Personal information
- Born: August 8, 1980 (age 45) Dalian, Liaoning

Medal record
Women's field hockey
Representing China
Olympic Games
| Silver medal – second place | 2008 Beijing | Team |
Asian Games
| Gold medal – first place | 2002 Busan | Team |
| Gold medal – first place | 2006 Doha | Team |
| Gold medal – first place | 2010 Guangzhou | Team |
Asia Cup
| Gold medal – first place | 2009 Bangkok |  |
| Bronze medal – third place | 2004 New Delhi |  |
| Bronze medal – third place | 2007 Hong Kong |  |
Asian Champions Trophy
| Silver medal – second place | 2011 Ordos |  |
Champions Trophy
| Silver medal – second place | 2003 Sydney |  |

= Ma Yibo =

Chinese field hockey player (born 1980)

Ma Yibo (马弋博 (馬弋博, Mǎ Yìbó); born August 8, 1980, in Dalian, Liaoning) is a Chinese field hockey player who competed at the 2004, 2008 and 2012 Summer Olympics.

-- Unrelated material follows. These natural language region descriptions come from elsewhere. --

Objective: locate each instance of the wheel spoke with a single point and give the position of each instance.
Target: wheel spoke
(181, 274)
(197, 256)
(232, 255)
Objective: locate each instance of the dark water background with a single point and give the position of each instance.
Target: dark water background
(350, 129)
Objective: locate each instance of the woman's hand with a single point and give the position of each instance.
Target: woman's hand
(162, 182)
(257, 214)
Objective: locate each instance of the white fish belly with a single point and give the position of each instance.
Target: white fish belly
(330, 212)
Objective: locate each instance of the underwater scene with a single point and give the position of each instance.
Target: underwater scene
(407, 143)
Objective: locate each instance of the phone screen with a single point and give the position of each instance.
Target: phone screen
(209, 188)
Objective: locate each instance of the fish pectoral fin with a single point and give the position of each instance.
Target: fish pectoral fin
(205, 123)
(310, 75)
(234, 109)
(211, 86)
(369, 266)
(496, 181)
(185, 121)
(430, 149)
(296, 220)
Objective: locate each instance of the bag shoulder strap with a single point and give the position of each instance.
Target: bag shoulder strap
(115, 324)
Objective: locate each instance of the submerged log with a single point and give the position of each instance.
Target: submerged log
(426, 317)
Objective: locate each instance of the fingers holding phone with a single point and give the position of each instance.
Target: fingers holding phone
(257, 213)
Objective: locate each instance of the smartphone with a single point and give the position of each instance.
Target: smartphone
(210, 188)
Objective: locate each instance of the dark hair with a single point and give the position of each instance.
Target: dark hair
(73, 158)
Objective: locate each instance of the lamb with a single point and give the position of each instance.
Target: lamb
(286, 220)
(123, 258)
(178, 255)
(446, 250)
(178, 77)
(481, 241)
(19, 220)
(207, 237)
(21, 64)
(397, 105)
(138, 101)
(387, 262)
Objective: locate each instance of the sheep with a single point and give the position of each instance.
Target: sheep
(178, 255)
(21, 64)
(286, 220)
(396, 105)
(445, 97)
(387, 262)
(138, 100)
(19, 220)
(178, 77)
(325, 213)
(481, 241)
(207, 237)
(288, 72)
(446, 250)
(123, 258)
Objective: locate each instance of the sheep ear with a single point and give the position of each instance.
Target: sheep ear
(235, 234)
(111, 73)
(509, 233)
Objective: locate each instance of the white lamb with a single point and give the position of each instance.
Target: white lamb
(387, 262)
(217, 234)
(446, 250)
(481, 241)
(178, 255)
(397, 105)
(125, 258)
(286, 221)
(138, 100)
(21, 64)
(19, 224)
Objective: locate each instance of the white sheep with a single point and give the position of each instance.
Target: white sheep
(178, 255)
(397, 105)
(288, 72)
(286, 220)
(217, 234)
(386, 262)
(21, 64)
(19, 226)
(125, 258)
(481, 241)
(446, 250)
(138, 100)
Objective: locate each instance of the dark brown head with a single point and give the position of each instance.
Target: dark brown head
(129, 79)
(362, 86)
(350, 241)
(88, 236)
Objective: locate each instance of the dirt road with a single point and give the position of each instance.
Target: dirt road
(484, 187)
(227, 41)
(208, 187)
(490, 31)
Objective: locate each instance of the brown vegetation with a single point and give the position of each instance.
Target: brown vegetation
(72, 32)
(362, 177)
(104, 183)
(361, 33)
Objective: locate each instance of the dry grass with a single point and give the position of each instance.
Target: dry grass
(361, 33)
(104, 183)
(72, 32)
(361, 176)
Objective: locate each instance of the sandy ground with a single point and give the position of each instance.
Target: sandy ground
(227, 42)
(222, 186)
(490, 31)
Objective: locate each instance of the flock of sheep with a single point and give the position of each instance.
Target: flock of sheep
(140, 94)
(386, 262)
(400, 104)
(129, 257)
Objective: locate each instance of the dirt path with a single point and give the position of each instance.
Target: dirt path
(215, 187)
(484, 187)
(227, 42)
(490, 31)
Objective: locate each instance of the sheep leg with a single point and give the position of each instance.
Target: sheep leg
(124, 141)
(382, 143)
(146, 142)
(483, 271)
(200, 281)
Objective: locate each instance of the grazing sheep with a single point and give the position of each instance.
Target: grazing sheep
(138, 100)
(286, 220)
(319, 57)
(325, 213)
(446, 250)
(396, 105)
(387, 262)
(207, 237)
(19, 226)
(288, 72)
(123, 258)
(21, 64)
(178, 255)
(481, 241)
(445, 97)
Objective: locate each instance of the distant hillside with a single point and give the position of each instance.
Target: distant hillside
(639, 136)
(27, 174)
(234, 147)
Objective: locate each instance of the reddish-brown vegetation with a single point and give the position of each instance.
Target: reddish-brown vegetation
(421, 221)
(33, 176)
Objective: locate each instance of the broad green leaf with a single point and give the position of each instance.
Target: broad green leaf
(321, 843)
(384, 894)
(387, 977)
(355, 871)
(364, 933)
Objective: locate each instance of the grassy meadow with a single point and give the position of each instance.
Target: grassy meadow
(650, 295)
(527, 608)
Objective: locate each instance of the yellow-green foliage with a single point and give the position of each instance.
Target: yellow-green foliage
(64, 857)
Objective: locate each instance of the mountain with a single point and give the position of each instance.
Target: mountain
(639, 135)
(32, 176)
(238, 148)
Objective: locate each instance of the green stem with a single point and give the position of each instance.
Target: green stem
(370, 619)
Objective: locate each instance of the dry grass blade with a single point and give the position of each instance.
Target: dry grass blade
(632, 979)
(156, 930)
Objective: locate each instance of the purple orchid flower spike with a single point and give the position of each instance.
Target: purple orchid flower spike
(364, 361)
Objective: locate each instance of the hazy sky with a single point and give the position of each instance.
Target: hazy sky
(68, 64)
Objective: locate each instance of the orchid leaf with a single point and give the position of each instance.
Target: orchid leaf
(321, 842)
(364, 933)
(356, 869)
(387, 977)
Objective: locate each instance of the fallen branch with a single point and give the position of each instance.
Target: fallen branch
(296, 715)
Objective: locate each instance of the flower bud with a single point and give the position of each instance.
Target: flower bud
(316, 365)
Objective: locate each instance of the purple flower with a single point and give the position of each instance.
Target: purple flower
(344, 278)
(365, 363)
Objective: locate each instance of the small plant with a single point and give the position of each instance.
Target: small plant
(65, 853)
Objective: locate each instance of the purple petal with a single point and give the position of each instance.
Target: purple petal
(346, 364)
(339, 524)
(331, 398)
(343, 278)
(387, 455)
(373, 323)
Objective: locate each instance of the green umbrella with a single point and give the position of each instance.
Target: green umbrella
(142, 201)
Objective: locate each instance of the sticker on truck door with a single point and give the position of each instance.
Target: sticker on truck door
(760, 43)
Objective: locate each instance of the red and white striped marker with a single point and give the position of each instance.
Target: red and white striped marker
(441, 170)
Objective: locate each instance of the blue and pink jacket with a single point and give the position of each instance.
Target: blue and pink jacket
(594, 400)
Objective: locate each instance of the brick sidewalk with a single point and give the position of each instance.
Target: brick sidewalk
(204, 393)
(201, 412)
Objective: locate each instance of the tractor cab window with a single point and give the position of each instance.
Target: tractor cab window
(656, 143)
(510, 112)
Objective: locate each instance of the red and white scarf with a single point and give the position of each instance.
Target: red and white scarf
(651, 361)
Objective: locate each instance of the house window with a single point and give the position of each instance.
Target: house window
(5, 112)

At the 2004 Summer Olympics, she finished fourth with the Chinese team in the women's competition. She played all six matches and scored two goals.

She was part of the Chinese team that won silver at the 2008 Beijing Olympics.

She was the top goal scorer for China at the 2006 Women's Hockey Champions Trophy, and again at the 2011 Women's Asian Champions Trophy. Her team ended as the runners-up on both occasions.